On the northern side of Tory Channel/Kura Te Au, the eastern entrance to the Marlborough Sounds used by the Cook Strait ferries, is Arapaoa Island. At 75km2, and a mix of private and public land, it is the second-largest island in the Marlborough Sounds.

According to Māori legend, Arapaoa Island was the scene of the violent battle between Polynesian navigator Kupe and Te Wheke-o-Muturangi, a giant octopus which Kupe pursued from Hawaiiki and killed. As they fought in Raukawa/Cook Strait, Wheke tried to anchor himself to the earth and gouged out the Marlborough Sounds.

Arapaoa translates to downward blow, referring to the blow Kupe used to kill Te Wheke o Maturangi, and ending the fight. The legend is depicted on a carved pouwhenua at Karaka Point, near Picton.

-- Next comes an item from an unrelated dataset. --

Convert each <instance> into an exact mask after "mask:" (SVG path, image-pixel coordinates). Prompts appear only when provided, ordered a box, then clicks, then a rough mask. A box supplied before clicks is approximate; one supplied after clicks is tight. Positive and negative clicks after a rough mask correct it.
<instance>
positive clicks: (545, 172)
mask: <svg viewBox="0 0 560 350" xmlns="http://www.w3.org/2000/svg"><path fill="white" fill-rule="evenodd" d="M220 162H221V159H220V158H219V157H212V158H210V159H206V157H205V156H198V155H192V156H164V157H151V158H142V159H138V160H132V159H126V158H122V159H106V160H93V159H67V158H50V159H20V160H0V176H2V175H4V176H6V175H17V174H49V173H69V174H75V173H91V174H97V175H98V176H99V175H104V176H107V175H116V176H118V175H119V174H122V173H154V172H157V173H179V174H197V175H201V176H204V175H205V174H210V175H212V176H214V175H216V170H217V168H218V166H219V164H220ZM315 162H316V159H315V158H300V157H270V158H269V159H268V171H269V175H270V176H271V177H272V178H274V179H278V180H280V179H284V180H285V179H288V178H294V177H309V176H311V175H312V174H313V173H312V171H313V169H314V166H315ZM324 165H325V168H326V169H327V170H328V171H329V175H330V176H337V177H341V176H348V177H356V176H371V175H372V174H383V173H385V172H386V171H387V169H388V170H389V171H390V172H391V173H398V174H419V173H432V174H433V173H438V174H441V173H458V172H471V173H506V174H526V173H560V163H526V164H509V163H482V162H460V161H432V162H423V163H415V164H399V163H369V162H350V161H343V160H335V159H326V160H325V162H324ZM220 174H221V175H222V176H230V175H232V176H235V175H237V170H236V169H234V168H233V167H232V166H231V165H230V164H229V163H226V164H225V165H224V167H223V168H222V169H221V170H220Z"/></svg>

Just offshore from Arapaoa Island, the Brothers Islands/Ngāwhatu-kai-ponu (eyes that witnessed), refers to the eyeballs from the octopus.

Arapaoa has its own feral sheep and rare goat population, the origins and exact breed of which remain in question. Both are thought to have arrived either in the times of Captain Cook in the 1770s or around a century later by whalers.

The island was also a major base during Marlborough’s whaling years. In 1827, John Guard built a shore station at Te Awaiti and from 1911 to 1964 the Perano whaling station at Whekenui Bay was the base for hunting humpback whales.

More recently, Marlborough’s former whalers returned to the island to count migrating whales as part of an annual conservation survey. Today, the Perano Whaling Station is an historic site and visitors can stay on Arapaoa Island in some of its historic buildings, and see a paua farm.